Now he says that what was originally a big gain for the province is in fact a loss.

Yes, the 50% exclusion now goes from being a six billion dollar gain for Newfoundland and Labrador over the status quo becomes a one billion net loss.

That's with a change in the assumptions, or more specifically, as CBC's David Cochrane described it, a reading of the budget implementation legislation. He referred to a "stricter" interpretation of what it would take for the province to qualify for Equalization in the future and there
fore how the offshore offsets deals would be affected.

Some quickie observations, before getting Locke's revised views:

1. Economics is a dismal science. After all, if adjusting some assumptions produces a variation of $7.0 billion - your entire Equalization and offsets work, incidentally - then you have some basic problems. Makes you wonder what it would take to have the Danny Williams option turn into a pig.
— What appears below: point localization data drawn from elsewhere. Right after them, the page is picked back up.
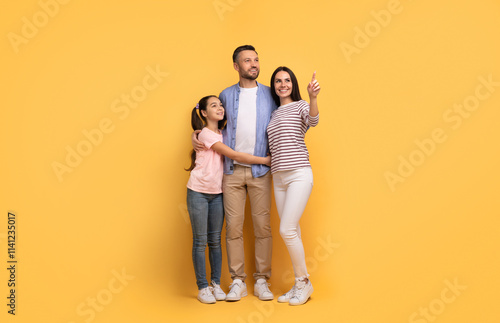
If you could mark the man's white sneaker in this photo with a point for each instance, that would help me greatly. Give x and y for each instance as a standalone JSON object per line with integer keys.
{"x": 302, "y": 292}
{"x": 261, "y": 289}
{"x": 285, "y": 298}
{"x": 218, "y": 292}
{"x": 205, "y": 296}
{"x": 238, "y": 290}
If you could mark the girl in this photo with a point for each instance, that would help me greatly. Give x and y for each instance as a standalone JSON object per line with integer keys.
{"x": 292, "y": 174}
{"x": 204, "y": 193}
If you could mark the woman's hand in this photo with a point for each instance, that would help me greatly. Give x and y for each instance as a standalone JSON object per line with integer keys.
{"x": 197, "y": 145}
{"x": 313, "y": 87}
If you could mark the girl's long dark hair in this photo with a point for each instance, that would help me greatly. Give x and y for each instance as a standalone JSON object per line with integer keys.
{"x": 295, "y": 85}
{"x": 198, "y": 122}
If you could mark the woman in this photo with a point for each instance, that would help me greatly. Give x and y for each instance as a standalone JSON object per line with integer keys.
{"x": 204, "y": 194}
{"x": 292, "y": 174}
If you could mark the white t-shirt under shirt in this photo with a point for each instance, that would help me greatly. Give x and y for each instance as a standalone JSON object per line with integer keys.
{"x": 246, "y": 125}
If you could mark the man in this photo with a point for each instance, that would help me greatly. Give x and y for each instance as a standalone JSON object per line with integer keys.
{"x": 248, "y": 106}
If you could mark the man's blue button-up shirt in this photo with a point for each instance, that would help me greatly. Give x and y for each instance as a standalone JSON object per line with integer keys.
{"x": 265, "y": 106}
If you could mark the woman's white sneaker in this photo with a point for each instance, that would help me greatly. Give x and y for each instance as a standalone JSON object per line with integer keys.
{"x": 238, "y": 290}
{"x": 303, "y": 291}
{"x": 285, "y": 298}
{"x": 205, "y": 296}
{"x": 218, "y": 292}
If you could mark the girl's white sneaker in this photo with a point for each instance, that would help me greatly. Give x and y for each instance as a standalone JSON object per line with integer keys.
{"x": 218, "y": 292}
{"x": 205, "y": 296}
{"x": 302, "y": 292}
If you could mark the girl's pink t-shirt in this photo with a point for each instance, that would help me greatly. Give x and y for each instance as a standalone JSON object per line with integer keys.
{"x": 206, "y": 176}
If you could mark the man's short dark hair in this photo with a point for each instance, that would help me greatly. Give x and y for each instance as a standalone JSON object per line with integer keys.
{"x": 240, "y": 49}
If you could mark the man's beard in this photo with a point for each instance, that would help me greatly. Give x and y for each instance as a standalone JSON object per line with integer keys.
{"x": 249, "y": 76}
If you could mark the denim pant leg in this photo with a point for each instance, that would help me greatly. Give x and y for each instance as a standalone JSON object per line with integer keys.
{"x": 197, "y": 204}
{"x": 215, "y": 222}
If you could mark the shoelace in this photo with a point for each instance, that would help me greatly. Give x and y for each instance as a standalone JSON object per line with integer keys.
{"x": 264, "y": 287}
{"x": 216, "y": 288}
{"x": 290, "y": 293}
{"x": 299, "y": 288}
{"x": 206, "y": 291}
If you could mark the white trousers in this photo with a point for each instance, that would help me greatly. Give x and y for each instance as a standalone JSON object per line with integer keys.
{"x": 291, "y": 192}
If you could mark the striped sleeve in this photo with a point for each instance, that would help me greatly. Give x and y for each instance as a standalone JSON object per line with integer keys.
{"x": 303, "y": 108}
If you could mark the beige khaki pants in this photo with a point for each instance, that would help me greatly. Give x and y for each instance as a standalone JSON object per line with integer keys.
{"x": 235, "y": 189}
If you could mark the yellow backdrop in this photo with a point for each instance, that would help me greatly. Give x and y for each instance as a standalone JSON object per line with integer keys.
{"x": 402, "y": 224}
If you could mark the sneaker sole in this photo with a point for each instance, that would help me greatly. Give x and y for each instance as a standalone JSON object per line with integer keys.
{"x": 305, "y": 300}
{"x": 234, "y": 299}
{"x": 205, "y": 302}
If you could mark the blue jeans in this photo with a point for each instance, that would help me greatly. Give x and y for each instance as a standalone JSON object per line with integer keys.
{"x": 206, "y": 212}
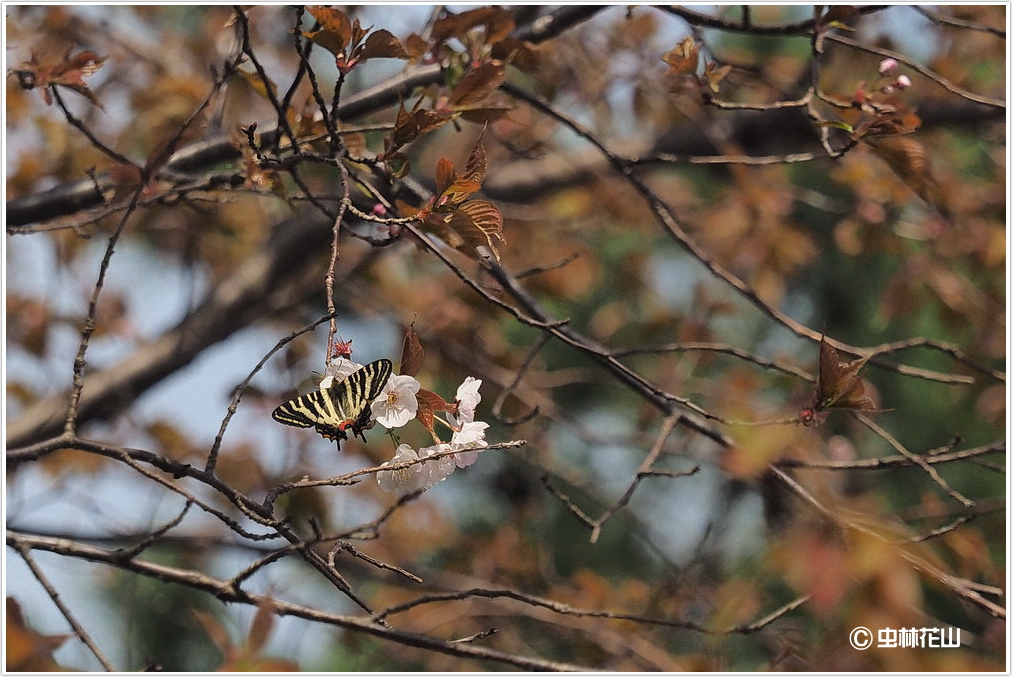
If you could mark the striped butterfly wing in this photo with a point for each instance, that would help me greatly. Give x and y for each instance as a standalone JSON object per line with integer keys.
{"x": 344, "y": 405}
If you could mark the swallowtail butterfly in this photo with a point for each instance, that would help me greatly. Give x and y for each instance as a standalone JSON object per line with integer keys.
{"x": 341, "y": 406}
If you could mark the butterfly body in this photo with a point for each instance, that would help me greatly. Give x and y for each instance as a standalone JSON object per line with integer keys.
{"x": 342, "y": 406}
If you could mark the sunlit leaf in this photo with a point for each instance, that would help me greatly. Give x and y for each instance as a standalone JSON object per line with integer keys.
{"x": 477, "y": 84}
{"x": 69, "y": 73}
{"x": 445, "y": 176}
{"x": 382, "y": 45}
{"x": 411, "y": 352}
{"x": 683, "y": 59}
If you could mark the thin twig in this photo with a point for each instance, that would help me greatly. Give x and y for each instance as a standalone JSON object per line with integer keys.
{"x": 25, "y": 553}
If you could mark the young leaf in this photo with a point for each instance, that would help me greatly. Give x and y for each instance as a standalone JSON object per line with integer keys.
{"x": 487, "y": 218}
{"x": 477, "y": 84}
{"x": 477, "y": 163}
{"x": 445, "y": 176}
{"x": 382, "y": 45}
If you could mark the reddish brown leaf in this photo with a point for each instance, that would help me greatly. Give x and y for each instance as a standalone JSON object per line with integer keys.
{"x": 428, "y": 404}
{"x": 411, "y": 352}
{"x": 684, "y": 59}
{"x": 516, "y": 53}
{"x": 488, "y": 219}
{"x": 713, "y": 75}
{"x": 28, "y": 650}
{"x": 455, "y": 25}
{"x": 69, "y": 73}
{"x": 382, "y": 45}
{"x": 477, "y": 165}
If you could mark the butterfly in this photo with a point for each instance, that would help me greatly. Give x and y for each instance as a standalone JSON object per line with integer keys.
{"x": 839, "y": 387}
{"x": 339, "y": 407}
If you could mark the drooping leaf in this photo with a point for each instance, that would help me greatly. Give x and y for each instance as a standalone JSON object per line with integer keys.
{"x": 382, "y": 45}
{"x": 411, "y": 352}
{"x": 335, "y": 31}
{"x": 683, "y": 59}
{"x": 336, "y": 23}
{"x": 455, "y": 25}
{"x": 428, "y": 404}
{"x": 69, "y": 73}
{"x": 712, "y": 75}
{"x": 445, "y": 176}
{"x": 488, "y": 220}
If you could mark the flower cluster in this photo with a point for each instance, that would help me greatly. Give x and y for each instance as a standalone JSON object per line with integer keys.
{"x": 397, "y": 405}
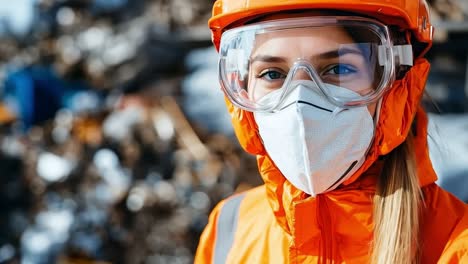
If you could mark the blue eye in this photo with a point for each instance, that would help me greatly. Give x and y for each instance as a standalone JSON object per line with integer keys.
{"x": 341, "y": 69}
{"x": 272, "y": 75}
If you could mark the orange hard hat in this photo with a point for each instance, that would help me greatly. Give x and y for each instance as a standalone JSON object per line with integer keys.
{"x": 412, "y": 15}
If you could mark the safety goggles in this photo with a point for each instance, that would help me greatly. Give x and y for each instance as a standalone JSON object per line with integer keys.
{"x": 354, "y": 53}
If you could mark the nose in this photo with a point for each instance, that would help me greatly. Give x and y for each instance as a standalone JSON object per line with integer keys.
{"x": 302, "y": 73}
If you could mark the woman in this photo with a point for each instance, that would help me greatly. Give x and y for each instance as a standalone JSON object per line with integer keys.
{"x": 327, "y": 95}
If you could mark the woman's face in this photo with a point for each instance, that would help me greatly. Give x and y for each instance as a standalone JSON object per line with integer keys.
{"x": 334, "y": 55}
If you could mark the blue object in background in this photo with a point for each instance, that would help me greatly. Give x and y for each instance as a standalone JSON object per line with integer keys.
{"x": 36, "y": 93}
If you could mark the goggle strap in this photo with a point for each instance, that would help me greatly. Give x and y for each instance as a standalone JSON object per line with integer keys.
{"x": 403, "y": 54}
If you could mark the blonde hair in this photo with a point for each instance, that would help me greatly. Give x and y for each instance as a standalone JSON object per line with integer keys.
{"x": 396, "y": 208}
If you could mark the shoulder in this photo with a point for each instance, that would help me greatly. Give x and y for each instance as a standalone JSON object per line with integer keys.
{"x": 226, "y": 220}
{"x": 445, "y": 225}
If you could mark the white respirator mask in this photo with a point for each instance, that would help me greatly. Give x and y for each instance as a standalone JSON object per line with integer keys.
{"x": 315, "y": 144}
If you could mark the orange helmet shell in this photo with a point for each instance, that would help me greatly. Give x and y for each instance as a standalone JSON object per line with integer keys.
{"x": 407, "y": 14}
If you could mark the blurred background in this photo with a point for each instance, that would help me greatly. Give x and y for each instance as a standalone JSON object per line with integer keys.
{"x": 114, "y": 140}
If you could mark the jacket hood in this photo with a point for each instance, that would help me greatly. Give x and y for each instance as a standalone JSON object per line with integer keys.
{"x": 400, "y": 106}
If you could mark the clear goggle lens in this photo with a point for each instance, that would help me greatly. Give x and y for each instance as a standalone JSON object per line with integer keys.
{"x": 349, "y": 52}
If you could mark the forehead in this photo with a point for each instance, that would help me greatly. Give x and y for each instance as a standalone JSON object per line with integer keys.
{"x": 302, "y": 40}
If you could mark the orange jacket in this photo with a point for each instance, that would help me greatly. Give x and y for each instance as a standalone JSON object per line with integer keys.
{"x": 277, "y": 223}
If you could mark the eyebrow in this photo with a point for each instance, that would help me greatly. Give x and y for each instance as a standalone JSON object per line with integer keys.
{"x": 326, "y": 55}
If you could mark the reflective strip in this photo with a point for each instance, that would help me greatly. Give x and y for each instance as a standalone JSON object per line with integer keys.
{"x": 226, "y": 229}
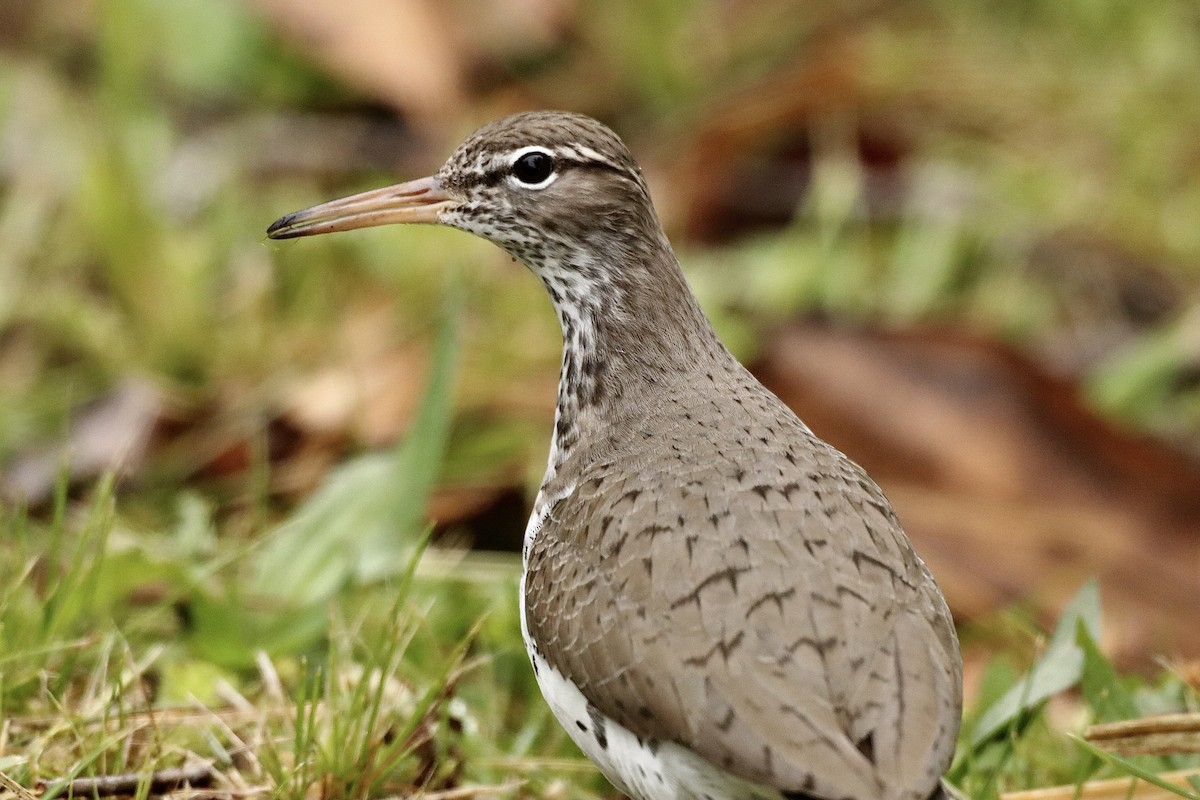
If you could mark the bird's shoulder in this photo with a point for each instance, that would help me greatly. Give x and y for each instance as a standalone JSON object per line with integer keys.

2. For all the big numbers, remove $14.7 billion. Locke includes offshore revenue in each of projections, for some inexplicable reason. Lop out that specific figure and you'll see the specific effects of Equalization changes and the offsets. That is assuming that Locke's assumptions on any given point are valid. That's not a sarcastic comment; it's a caveat.

3. The cap in the original 2005 deal obviously exists in one way or another. No matter how you look at it the cap built into the original deals - qualifying for Equalization or not - is still active. The real question Locke seems to be grappling with is when that cap cuts in.

4. Yes, there is a cap in the original deal. The offsets only flow as long as the province qualifies for the Equalization hand-out.

And for the record both for Mainland readers and the locals, Danny Williams' original goal in 2004 - not the one he settled for in January 2005 - was for a doubling of oil and gas revenues in perpetuity.

5. The original 2005 deal did not deliver as promised. Said it before. Say it again.

6. Wade Locke still hasn't assessed the other Harper option that still exists, i.e. 100% exclusion of non-renewables with a cap. Too bad Locke is apparently hauling ass out of the debate now that he's stirred it up. Maybe he got some angry phone calls from Florida or wherever the Premier is.

To be complete though, Locke should have assessed that variation since it is on the table.

And if 100% exclusion of non-renewables is such a good idea, then maybe applying the cap is better than what we have now.

At least according to the latest numbers, based on the latest assumptions.

7. Danny Williams had numbers like the ones Locke released initially. On March 26, Danny told CBC radio's Jeff Gilhooley that in all likelihood the province would shift to the 50% exclusion option within a year or two, i.e. by 2009, based on the government's analysis.